Berlin – Wohnen ist mancherorts reiner Luxus. Die Immobilienpreise steigen deutschlandweit wieder an, auch die Mieten sind laut dem Institut der Deutschen Wirtschaft (IW) zuletzt deutlich teurer geworden. Das gilt besonders für Großstädte wie Hamburg, Köln oder Berlin. Dort haben sich die Mietpreise in manchen Gegenden in den letzten 15 Jahren teilweise verdoppelt, die Kaufpreise gar verdreifacht. In besonders exklusiven Lagen sind die Sprünge noch größer – und Verbrecher aus dem Bereich der Organisierten Kriminalität drehen oft mit an der Preisschraube.

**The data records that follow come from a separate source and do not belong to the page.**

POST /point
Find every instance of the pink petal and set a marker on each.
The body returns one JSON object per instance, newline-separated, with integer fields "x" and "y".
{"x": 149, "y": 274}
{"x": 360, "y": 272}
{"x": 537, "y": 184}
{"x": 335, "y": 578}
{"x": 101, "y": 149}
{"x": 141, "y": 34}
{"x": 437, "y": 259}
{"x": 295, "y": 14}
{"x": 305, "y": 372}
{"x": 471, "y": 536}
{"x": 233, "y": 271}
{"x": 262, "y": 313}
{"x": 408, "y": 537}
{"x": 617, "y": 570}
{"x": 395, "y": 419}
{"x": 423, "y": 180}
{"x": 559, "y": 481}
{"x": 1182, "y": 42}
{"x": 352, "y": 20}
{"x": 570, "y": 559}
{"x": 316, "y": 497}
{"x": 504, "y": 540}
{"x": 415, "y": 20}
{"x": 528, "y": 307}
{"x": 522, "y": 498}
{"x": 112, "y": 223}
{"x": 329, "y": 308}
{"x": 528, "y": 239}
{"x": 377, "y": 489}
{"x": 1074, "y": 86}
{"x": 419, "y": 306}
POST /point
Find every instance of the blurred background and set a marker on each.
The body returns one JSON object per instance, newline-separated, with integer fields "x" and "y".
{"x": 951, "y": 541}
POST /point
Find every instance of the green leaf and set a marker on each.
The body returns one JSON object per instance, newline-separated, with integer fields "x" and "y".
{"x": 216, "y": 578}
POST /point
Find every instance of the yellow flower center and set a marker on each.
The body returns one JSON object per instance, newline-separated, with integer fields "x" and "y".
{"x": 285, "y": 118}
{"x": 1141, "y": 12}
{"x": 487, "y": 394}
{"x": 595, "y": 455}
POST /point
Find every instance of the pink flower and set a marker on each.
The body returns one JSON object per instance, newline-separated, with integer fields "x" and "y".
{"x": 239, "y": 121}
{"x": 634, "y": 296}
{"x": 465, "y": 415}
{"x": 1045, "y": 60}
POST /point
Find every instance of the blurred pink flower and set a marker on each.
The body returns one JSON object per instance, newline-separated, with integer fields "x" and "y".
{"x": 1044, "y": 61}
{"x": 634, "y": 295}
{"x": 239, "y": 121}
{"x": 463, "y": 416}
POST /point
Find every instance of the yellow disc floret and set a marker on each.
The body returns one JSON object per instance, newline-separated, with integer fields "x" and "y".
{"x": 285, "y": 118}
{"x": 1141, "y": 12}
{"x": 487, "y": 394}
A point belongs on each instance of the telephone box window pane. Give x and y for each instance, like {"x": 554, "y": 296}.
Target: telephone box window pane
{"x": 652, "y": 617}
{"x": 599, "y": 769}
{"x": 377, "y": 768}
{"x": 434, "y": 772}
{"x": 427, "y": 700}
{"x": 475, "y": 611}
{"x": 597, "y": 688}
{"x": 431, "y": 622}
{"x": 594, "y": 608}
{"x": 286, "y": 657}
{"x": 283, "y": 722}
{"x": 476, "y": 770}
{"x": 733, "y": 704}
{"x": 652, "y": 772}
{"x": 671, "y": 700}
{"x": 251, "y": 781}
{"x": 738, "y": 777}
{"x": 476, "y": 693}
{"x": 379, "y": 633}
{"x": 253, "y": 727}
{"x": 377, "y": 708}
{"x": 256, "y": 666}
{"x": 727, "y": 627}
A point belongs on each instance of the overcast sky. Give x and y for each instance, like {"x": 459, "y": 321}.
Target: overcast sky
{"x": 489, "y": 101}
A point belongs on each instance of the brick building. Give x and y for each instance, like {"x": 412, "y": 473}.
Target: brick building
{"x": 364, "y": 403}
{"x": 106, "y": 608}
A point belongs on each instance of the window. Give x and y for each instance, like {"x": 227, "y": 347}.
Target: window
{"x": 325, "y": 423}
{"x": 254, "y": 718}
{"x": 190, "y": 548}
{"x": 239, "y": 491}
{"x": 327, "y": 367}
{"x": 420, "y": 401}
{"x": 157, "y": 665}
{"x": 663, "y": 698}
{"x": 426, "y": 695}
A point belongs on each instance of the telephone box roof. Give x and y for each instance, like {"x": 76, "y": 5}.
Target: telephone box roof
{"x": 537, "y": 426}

Geldwäsche lässt Immobilienpreise und Mieten ansteigen

Denn Kriminelle nutzen Immobilien, um illegales Geld sauber zu bekommen. Rund 100 Milliarden Euro werden schätzungsweise jährlich hierzulande gewaschen. „Bis zu 30 Prozent des schmutzigen Geldes landet in Immobilien, was die Immobilienpreise gerade in Großstädten in die Höhe treibt. Das betrifft also letztlich alle Bürgerinnen und Bürger“, sagt Sebastian Fiedler, kriminalpolitischer Sprecher der SPD-Bundestagsfrakion, gegenüber IPPEN.MEDIA.

Die Zahl von 30 Prozent ist umstritten, einig sind sich aber alle Experten, dass ein großer Teil von illegalem Geld in Häuser investiert wird. Warum Immobilien bei der Mafia, kriminellen Clans und Drogen-Lords so beliebt sind, weiß Kilian Wegner. Er ist Professor für Wirtschaftsstrafrecht an der Europa-Uni Viadrina in Frankfurt/Oder und befasst sich intensiv mit dem Geldwäscheproblem. „Der Wert von Immobilien ist, gerade bei einer dynamischen Marktlage und wenn es nicht um Standardobjekte geht, relativ schwer zu bestimmen. Kriminelle können die Preise leicht manipulieren“, sagt er.

Hauskäufer konkurrieren „im Zweifel mit Kriminellen aus aller Welt“

Die Studienlage spreche stark dafür, dass Geldwäsche die Immobilienpreise künstlich ansteigen lässt, sagt der Jurist. Denn meist nutzt es den Geldwäschern, wenn Immobilien möglichst teuer sind. So können sie größere Summen Geld waschen. Ein Weg: „Man kann den Wert einer aus illegalen Mitteln erworbenen Immobilie zu hoch angeben, um einen möglichst hohen Bankkredit aufzunehmen und den wirtschaftlichen Nutzen aus den Erträgen so zu maximieren“, erklärt Kilian Wegner. Für die Tilgung des hohen Kredits können Kriminelle dann wiederum illegales Geld verwenden. „Wer in Deutschland ein Wohnhaus oder eine Gewerbeimmobilie kaufen möchten, konkurriert im Zweifel mit Kriminellen aus aller Welt.“ Auch auf die Mieten wirkt sich das aus: Teure Immobilien ziehen den Mietspiegel nach oben.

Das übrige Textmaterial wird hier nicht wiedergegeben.